THE latest crime thrillers sit side by side with textbooks and classic novels. But sometimes the most interesting stories aren’t just on the shelves.
Here, Angus Wark from the National Library of Scotland tells Alice Hinds the Honest Truth about a life spent in libraries
What’s the most overdue library book you’ve ever had returned?
Thankfully, this is not a problem for the National Library of Scotland as we are a reference-only library, but our readers keep material on reserve to use in our reading rooms.
Some readers visit us every day and have material on reserve for weeks or even months. One reader has used a particular book, The History Of The Franks, for the past decade. She has her own copy at home, too, so she doesn’t like to be parted from it.
We’ve actually had to order up several different editions to stop any of them getting worn…
Do you find the same people come into the library week after week, year after year?
We see a lot of the same faces from all walks of life. Some people have been in our team for more than 20 years, and they say some readers have been coming in as long as they’ve been working in the library. We get quite attached to the regulars – and we often worry if we haven’t seen one of them in a while.
Do you have any particularly memorable experiences from your years working in libraries?
The great thing about our job is that you never know what you are going to be asked on a daily basis. Some people from the United States are very keen to be part-Scottish (they‘ve obviously never watched our football team…), and we once answered a query from someone who thought they were descended from Greyfriars Bobby. They were evidently so desperate to claim Scottish lineage they plucked a well-known figure out of the ether, not realising that they had chosen a dog.
People have also contacted us for information about the village of Brigadoon, and on our online chat service we had a question about the size of Wagon Wheels.
One of our colleagues recalls an inquiry from a pipe band in Pakistan looking for Scottish companies from which to purchase their kilts and glengarry bonnets, and another from a person who was searching for a dry ski slope in Egypt. We really do get asked everything.
Do you know roughly how many books are in the National Library collection?
We are a legal deposit library, which means we are entitled to claim a copy of anything published in the UK, so a lot. We currently estimate 29 million items (including maps, manuscripts, newspapers and music) and rising. We also now collect electronic material, including websites, as many companies only publish online and material can be lost if libraries like ourselves don’t preserve it. And as long as people keep writing, our collections will continue to grow.

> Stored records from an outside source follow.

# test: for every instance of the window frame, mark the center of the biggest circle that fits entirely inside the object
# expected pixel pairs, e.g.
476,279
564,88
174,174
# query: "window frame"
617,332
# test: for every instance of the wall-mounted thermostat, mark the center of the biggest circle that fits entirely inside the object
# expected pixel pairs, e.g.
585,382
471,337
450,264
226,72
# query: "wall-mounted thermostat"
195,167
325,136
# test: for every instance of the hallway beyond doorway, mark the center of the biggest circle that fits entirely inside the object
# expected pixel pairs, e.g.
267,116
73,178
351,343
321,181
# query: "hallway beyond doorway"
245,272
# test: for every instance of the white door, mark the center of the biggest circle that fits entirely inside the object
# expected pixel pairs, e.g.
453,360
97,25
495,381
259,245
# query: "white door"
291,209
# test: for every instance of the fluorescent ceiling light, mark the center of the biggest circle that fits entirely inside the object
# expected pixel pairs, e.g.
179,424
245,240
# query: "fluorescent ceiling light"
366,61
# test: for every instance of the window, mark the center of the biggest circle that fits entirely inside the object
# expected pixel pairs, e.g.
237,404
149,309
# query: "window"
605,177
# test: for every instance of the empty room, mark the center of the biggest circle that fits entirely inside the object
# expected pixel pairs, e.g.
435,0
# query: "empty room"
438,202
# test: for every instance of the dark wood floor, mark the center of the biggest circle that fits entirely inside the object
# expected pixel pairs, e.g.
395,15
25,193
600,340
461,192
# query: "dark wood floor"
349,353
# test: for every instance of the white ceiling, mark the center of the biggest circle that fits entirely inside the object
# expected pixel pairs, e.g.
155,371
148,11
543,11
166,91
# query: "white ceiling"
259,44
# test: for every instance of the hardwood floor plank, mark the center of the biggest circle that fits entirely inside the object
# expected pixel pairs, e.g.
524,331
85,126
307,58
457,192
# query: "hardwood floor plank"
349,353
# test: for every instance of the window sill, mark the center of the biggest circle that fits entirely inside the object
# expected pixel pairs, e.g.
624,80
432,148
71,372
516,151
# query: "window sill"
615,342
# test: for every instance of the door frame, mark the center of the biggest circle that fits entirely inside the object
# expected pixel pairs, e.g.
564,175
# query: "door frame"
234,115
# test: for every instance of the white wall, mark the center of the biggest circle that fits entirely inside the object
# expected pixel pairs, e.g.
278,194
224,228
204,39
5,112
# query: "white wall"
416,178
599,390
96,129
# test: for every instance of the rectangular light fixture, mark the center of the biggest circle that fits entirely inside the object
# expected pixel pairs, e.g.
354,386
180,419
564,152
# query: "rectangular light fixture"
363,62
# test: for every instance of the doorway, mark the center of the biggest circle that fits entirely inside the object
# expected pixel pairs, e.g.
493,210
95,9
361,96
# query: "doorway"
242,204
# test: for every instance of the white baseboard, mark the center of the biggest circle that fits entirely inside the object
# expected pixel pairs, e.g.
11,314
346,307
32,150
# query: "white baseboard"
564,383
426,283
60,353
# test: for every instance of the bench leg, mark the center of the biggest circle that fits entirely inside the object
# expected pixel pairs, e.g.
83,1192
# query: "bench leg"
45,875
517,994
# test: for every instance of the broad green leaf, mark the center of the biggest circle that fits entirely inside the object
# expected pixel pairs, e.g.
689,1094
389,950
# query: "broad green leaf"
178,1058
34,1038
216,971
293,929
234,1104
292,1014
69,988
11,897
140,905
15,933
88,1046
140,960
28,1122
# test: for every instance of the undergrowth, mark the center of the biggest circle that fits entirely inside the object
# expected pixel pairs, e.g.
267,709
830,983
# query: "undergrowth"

What’s the most unusual book in the collection?
It’s hard to choose just one, as we have so many. We have a giant pop-up book, more than two metres tall, containing John Byrne’s stage sets from the play The Cheviot, the Stag and the Black, Black Oil. It is on loan to the V&A in Dundee.
We also have a Sumatran astrological calendar made entirely out of tree bark. It is so beautiful and changes depending on whether you open it from the left or the right.
And of course we have Mary Queen of Scots’ last letter, penned while she was awaiting execution.
Saoirse Ronan,who plays the young, widowed monarch in the new film, came in to the library to view it just last week.
Do you still have to tell people to shush?
Nowadays it’s laptops with their sound on, mobile ringtones and noise leaking from earphones that are the biggest issues.
However, one of my colleagues was recently helping someone in the reading room and was promptly shushed by other readers – so the tables have turned!